Intanto però l'industria non può certo rimanere a guardare di fronte a una soluzione di questo tipo. Per tale ragione l'associazione dei gestori As.Tro, dopo le 1200 notifiche inviate ai comuni del territorio interessati dalla legge tramite Pec, e le otto missive inoltrate ai prefetti, ha avviato delle azioni legali sul territorio, in autotutela, auspicando l'intervento del legislatore locale e chiedendo, in alternativa, la censura da parte del tribunale civile, di una norma ritenuta illegittima, oltre che inattuabile.
Nel frattempo l'associazione Sapar convoca tutte le sigle del comparto, insieme a quelle degli esercenti (tra cui Fit, Fipe, Confcommercio e Confesercenti) in un incontro che si svolgerà il prossimo 28 novembre mirato all'istituzione di un tavolo di crisi riferito alla situazione del Piemonte. Rispetto alla quale si individuano troppi responsabili e poche soluzioni, se la politica continua ad abdicare di fronte alle proprie responsabilità.

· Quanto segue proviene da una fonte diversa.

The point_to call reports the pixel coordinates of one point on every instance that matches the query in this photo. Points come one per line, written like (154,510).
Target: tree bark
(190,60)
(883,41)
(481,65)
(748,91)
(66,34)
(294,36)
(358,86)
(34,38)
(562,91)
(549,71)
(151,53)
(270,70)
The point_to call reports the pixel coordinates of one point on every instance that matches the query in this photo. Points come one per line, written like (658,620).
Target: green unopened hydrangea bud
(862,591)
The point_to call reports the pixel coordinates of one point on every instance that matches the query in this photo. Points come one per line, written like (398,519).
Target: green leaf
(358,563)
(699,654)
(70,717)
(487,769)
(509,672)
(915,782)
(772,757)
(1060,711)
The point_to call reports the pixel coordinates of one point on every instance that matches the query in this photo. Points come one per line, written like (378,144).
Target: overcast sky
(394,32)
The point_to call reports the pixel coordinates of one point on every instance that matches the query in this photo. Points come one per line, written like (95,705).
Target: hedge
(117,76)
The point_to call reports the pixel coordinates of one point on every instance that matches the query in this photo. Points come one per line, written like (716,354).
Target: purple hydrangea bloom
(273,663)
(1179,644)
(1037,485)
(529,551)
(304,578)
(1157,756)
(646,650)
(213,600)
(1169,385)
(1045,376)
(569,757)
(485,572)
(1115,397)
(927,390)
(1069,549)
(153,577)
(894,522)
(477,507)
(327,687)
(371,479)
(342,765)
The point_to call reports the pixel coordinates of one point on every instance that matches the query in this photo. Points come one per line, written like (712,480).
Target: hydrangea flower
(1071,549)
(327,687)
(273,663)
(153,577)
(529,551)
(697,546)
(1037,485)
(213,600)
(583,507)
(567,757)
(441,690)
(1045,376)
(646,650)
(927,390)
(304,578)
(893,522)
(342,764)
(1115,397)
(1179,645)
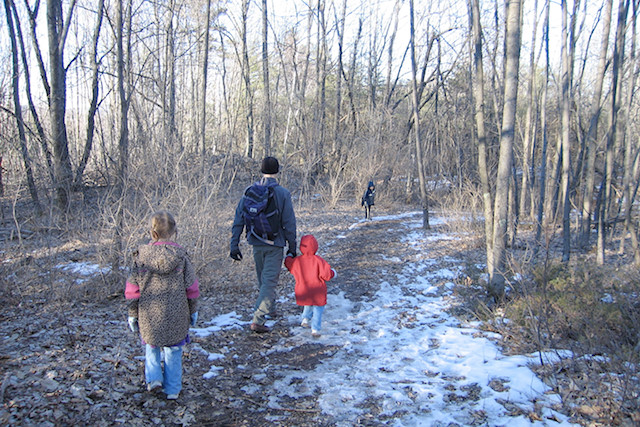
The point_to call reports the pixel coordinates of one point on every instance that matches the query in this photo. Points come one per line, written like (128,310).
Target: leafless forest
(522,117)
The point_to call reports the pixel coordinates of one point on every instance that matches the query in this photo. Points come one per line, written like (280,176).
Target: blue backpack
(261,215)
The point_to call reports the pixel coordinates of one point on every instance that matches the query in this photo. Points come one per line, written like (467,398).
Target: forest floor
(68,362)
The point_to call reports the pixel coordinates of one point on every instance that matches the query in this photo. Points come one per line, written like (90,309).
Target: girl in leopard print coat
(162,290)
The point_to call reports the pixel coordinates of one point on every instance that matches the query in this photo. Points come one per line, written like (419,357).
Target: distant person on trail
(368,199)
(311,273)
(265,211)
(163,291)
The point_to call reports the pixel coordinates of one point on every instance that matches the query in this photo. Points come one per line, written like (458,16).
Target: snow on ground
(403,351)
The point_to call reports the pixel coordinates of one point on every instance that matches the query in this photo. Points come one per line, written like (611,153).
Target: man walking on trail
(266,213)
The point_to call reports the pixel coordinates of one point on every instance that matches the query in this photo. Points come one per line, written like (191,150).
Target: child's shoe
(154,385)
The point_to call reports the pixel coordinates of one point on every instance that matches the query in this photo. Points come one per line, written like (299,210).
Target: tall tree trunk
(15,82)
(337,134)
(529,133)
(591,138)
(246,73)
(170,83)
(566,142)
(512,62)
(416,125)
(606,185)
(93,107)
(123,99)
(265,75)
(27,79)
(630,150)
(203,87)
(321,81)
(57,28)
(542,185)
(481,134)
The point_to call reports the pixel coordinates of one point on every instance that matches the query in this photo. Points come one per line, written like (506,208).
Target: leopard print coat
(162,290)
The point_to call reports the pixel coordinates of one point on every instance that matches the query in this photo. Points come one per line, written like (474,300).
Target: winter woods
(524,111)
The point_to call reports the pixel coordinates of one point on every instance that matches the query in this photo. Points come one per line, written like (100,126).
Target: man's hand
(236,254)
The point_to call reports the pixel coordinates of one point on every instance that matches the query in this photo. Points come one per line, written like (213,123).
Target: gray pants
(268,261)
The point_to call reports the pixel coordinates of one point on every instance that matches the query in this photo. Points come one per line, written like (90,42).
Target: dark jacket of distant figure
(369,195)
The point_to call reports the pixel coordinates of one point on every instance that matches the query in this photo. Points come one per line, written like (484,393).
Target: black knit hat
(270,166)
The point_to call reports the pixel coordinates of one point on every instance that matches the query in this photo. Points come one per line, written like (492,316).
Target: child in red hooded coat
(311,272)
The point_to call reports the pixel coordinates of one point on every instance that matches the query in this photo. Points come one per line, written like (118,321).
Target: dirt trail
(79,364)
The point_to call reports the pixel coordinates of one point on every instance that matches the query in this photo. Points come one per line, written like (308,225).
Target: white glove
(133,324)
(194,318)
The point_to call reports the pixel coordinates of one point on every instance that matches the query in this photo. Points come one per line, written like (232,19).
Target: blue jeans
(314,314)
(153,371)
(268,261)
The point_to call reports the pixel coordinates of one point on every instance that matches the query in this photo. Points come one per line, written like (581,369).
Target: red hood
(308,245)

L'unica strada che potrebbe portare a un cambiamento concreto sul territorio, sembra dunque essere quella giudiziale. E oltre al fronte civile già avviato da As.Tro, appare scontata l'immediata impugnativa del primo provvedimento sanzionatorio che verrà emesso nei confronti di un esercente piemontese (con la possibilità, annunciata dalla stesas associazione, che si possa assistere al deposito di ben 12mila ricorsi). Con il Tar che a quel punto verrebbe chiamato ad esprimersi sulla legge regionale, ma questa volta in riferimento agli sviluppi a livello centrale e dell'intesa siglata tra governo ed enti locali. E nel caso in cui dovesse essere un giudice a imporre la modifica della legge regionale, verranno tutti sollevati dall'imbarazzo di dover intervenire, senza essere accusati di emanare "diktat" né di eseguir "dietro-front", in un clima politico sempre più orientato alla campagna elettorale. È sempre più distante dalle esigenze dei cittadini. Per un paradosso ancora più evidente, con gli addetti ai lavori che l, a questo punto, dovrebbero quasi auspicare di ricevere una sanzione, pur di arrivare a un verdetto definitivo. Sia pure di un soggetto "terzo", com'è un tribunale, ma sempre più centrale nelle sorti del gioco pubblico. Per un altro immenso passo indietro.